The reef structure is built by coral polyps secreting a limestone skeleton. Although a slow process, over hundreds of thousands of years the skeletons of dead corals built one on top of the other to produce the towering walls of coral that make such fantastic dive sites. Coral growth and reef life is most prolific just below the surface where the sunlight is strongest. The top few metres of a coral wall frequently grow outward to overhang the older corals below. As you descend below the surface teeming clouds of bright orange antheas will surge in and out of the reef in chaotic formation, pecking at minute specks in the water.
Life on a coral reef ranges right down to the macro level. For a change from the big scene get your mask as close as possible to a small area of reef and study it in detail. It may take a while to spot them, but with dedication you will see gobies, shrimps, pipe fish and other minute reef creatures.

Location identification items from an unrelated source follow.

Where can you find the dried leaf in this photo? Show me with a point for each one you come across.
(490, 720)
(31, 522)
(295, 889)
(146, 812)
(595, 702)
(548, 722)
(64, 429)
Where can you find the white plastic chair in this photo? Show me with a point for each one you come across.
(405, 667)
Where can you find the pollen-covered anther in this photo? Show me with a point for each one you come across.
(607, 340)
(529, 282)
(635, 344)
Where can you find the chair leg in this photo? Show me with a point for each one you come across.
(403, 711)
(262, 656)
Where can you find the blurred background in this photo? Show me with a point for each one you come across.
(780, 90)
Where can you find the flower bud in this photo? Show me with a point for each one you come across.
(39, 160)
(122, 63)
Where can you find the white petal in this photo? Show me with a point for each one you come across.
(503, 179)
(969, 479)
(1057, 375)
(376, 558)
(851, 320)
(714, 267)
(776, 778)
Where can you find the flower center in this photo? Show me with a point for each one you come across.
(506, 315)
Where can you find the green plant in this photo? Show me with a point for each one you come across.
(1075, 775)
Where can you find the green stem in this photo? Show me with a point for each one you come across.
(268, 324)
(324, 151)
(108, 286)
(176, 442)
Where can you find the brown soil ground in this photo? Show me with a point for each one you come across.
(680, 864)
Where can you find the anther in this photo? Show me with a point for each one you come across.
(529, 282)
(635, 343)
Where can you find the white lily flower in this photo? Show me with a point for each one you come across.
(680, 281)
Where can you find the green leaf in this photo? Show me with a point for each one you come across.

Coral reefs are a threatened environment. They suffer pollution from heavy industry and towns, shore development, over fishing and increasing numbers of divers. We can do our bit by being careful how we treat the reef, maintaining good buoyancy control and avoiding touching the corals. Many flights to Red Sea destinations now show a video by the Marine Conservation Society about good diving practices on coral reefs.
A few years ago careless anchoring of diving and fishing boats used to do appalling damage to the reef. This is all changing with local crews are now being careful in their placement and retrieval of anchors and using mooring buoys where they are available. There still remains the occasional rogue, and the best way to pull such boats in to line is with polite but firm pressure from us, the tourists their livelihoods depend on.